A mais famosa de todas, a CPI criada para o acidente de Camarate que, em 1980, vitimou Sá Carneiro e Adelino Amaro da Costa e familiares, chegou à décima edição, mais de 30 anos depois da queda da avioneta. Pelo caminho foram feitas e desfeitas declarações que foram dando origem a um maior acumular de papéis e pequenas investigações no processo judicial, que acabariam por se comprovar ser falsas e não serviram para nada, excepto para alimentar teorias da conspiração. E, quando havia eleições ou se pretendia um determinado objectivo político, lá se abanavam os esqueletos e vinha uma nova CPI.
Era suposto que estas comissões fossem um ‘auxiliar’ de processos judiciais mais complexos. Mas, pela natureza oportunista de alguns humanos, tornaram-se numa forma vil de tratar assuntos, como se viu por estes dias.
Acrescente-se, para quem não percebeu, que, num processo judicial, o arguido pode mentir, mas as testemunhas não o podem fazer. Numa CPI, todos podem mentir e mentem, incluindo os deputados que colocam as perguntas de forma ardilosa.
A queda da ponte de Entre-os-Rios, os processos da Junta Autónoma das Estradas (JAE) e do BPN são alguns exemplos de situações que tiveram CPIs. O sistema judicial não aproveitou nada do que foi dito na Assembleia da República. Mas, por exemplo, só o caso da JAE teve cinco CPIs…

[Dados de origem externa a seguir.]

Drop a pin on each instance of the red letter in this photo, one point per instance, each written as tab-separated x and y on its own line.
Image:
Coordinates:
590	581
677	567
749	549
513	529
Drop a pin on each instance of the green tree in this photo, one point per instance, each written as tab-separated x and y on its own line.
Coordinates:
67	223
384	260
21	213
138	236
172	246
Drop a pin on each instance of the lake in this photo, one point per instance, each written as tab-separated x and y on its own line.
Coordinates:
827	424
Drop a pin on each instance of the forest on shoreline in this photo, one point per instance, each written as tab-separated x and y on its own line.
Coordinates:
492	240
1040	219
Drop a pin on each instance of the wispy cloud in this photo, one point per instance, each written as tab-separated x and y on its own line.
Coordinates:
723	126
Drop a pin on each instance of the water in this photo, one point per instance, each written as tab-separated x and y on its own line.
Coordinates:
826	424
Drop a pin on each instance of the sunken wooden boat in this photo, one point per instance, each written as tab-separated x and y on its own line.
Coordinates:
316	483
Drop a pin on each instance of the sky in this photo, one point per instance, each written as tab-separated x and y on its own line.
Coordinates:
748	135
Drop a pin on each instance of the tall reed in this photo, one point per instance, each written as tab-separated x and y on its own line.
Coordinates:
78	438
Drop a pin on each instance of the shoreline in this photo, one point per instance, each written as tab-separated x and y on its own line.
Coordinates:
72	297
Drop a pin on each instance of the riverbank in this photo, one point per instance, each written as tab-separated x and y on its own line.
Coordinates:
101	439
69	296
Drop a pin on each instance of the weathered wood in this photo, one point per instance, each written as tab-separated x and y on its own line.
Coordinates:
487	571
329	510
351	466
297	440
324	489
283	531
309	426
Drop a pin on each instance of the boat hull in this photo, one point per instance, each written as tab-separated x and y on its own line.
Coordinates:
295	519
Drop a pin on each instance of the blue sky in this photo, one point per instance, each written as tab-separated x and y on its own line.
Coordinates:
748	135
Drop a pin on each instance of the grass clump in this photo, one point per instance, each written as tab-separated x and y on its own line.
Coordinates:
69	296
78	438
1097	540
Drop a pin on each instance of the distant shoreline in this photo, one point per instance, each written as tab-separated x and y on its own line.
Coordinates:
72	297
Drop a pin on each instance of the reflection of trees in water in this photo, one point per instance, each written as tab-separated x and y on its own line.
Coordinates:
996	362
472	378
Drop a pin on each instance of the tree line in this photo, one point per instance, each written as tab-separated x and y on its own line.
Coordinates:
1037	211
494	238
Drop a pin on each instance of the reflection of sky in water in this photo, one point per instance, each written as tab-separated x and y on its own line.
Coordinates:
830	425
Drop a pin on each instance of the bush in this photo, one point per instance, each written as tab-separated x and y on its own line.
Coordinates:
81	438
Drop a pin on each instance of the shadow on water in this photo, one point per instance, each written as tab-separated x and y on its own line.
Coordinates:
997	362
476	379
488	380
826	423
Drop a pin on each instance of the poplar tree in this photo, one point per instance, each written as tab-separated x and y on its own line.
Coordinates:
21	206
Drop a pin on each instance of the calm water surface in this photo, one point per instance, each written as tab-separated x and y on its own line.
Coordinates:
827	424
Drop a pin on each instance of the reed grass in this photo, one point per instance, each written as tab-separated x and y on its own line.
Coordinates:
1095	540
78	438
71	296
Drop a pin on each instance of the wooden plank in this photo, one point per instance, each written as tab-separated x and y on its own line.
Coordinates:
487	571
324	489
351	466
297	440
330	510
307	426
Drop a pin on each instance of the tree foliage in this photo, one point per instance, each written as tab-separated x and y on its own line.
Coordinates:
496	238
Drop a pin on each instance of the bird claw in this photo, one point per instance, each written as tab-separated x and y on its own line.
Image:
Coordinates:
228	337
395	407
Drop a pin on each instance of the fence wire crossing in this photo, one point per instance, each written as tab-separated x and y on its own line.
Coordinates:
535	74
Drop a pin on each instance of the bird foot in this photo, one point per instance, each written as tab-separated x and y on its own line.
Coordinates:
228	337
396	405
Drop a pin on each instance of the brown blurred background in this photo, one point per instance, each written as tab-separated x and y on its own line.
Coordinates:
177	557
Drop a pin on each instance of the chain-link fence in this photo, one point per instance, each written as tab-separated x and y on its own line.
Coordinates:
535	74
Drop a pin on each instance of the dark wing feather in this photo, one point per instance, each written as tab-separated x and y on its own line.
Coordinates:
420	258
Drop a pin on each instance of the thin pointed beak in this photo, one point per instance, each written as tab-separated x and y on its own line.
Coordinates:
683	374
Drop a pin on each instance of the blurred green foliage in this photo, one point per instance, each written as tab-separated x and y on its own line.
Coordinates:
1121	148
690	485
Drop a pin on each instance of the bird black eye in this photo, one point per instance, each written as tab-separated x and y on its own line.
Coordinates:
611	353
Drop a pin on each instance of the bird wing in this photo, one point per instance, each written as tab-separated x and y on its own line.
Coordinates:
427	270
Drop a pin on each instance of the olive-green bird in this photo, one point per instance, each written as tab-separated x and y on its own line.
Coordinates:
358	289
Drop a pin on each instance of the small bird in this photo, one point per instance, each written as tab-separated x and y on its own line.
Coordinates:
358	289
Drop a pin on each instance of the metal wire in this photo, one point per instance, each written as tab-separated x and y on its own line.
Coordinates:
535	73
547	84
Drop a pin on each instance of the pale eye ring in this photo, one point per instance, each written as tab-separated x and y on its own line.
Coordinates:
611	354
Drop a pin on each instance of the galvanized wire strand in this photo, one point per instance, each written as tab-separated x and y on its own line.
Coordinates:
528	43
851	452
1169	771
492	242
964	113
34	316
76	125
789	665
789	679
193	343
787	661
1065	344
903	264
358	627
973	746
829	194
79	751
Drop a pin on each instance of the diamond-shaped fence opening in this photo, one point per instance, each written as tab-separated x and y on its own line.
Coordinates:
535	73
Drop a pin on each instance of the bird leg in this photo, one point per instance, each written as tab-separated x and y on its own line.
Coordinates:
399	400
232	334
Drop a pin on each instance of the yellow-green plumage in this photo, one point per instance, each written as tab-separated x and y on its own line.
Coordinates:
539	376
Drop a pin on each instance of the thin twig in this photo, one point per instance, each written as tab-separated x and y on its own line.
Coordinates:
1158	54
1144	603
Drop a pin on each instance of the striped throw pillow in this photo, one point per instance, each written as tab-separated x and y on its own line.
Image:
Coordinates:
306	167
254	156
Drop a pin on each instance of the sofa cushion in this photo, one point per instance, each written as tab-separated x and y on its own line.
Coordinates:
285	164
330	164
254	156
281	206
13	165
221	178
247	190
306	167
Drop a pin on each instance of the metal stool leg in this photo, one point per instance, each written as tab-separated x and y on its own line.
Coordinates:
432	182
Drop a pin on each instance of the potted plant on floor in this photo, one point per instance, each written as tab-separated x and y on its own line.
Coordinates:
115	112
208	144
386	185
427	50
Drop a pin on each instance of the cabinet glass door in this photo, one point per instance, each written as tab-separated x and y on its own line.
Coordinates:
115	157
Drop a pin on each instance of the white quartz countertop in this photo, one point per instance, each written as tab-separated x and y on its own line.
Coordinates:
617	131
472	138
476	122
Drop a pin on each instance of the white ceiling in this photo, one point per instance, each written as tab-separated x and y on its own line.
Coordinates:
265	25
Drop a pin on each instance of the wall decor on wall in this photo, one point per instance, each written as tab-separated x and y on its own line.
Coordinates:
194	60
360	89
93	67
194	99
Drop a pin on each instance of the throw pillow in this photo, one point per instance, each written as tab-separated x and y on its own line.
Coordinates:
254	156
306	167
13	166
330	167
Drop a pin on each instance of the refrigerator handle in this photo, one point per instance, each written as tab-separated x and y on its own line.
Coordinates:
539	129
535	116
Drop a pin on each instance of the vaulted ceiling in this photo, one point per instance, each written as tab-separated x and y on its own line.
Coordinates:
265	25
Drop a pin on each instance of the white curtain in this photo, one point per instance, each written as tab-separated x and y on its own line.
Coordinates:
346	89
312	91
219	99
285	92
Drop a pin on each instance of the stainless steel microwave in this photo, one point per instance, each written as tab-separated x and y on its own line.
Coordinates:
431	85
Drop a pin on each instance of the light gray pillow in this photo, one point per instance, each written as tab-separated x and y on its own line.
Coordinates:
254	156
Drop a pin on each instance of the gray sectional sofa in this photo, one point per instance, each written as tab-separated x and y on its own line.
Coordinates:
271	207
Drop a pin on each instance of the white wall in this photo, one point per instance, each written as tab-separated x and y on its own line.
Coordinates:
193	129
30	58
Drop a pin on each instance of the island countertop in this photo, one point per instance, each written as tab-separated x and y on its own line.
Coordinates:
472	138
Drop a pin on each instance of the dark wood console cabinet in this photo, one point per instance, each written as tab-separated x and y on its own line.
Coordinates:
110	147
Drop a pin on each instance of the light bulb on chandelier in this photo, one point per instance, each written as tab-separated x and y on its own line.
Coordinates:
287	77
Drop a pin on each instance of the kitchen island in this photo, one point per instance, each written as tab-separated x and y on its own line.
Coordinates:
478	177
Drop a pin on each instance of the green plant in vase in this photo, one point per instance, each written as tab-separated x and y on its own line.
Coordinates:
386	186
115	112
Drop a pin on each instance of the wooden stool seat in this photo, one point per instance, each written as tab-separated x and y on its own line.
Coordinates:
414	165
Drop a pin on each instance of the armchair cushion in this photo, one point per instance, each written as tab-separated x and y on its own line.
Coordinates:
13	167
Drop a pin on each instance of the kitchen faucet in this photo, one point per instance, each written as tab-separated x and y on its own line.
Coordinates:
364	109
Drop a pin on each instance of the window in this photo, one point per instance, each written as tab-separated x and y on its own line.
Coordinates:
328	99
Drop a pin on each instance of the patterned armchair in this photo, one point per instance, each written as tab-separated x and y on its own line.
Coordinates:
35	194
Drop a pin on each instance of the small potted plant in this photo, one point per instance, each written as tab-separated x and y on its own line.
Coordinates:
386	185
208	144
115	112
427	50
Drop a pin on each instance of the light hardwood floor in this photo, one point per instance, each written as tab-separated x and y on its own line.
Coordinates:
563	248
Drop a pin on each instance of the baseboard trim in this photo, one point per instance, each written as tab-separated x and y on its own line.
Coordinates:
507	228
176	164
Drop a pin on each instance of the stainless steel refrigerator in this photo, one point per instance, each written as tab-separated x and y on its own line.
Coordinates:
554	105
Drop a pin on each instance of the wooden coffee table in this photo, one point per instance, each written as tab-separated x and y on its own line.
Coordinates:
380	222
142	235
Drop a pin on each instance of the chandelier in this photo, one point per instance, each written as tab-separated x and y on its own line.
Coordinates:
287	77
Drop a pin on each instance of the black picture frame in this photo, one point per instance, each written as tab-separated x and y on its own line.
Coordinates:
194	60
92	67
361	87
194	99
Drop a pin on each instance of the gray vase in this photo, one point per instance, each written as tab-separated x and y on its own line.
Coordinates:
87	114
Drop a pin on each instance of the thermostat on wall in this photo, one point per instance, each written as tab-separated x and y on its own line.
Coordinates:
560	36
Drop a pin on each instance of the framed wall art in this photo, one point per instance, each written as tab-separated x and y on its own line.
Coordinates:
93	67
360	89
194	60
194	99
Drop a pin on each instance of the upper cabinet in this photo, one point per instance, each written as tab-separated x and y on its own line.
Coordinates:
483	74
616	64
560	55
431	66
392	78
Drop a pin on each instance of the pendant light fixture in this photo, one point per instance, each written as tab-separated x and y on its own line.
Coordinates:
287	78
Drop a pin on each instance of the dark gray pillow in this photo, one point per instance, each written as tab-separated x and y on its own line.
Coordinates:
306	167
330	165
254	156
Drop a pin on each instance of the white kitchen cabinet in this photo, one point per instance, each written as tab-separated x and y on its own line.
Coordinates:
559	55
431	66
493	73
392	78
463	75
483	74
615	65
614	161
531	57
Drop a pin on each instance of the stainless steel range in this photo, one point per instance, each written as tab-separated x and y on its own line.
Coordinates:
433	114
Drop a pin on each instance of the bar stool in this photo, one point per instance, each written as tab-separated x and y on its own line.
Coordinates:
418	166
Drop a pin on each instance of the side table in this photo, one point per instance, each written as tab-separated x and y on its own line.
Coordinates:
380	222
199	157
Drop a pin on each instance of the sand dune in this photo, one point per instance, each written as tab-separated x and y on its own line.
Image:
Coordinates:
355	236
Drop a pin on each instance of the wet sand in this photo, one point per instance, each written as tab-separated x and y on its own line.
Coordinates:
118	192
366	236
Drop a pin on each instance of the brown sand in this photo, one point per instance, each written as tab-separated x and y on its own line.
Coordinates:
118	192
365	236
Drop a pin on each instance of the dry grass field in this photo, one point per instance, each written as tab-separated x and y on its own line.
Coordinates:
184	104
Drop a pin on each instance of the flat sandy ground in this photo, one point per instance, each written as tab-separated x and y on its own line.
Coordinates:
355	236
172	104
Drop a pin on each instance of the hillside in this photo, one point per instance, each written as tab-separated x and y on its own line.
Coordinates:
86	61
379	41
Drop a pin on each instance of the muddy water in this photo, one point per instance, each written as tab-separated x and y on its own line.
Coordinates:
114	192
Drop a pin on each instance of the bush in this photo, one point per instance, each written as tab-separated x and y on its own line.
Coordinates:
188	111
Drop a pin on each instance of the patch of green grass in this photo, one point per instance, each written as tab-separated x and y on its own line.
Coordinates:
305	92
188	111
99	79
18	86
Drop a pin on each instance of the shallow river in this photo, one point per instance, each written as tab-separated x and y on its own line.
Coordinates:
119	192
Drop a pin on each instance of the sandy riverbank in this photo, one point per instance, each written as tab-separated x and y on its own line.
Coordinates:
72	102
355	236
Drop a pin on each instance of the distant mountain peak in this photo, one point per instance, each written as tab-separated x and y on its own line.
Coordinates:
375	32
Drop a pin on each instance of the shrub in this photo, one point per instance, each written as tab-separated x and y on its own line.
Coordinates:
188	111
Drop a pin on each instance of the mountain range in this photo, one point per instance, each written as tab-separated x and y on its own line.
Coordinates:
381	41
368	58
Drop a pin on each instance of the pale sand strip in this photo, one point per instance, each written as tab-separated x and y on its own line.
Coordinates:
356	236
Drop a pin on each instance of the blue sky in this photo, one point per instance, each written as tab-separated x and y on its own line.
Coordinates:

Quer isto dizer que, quando subsiste algum problema grave, se convoca uma Comissão Parlamentar de Inquérito para… Nada!
Assim, proponho, desde já, que seja criada uma CPI para percebermos quanto gastou este País em CPIs inúteis e se extinga esta forma de gastar, indevidamente, tempo e dinheiro ao Estado que, recordo, somos todos nós.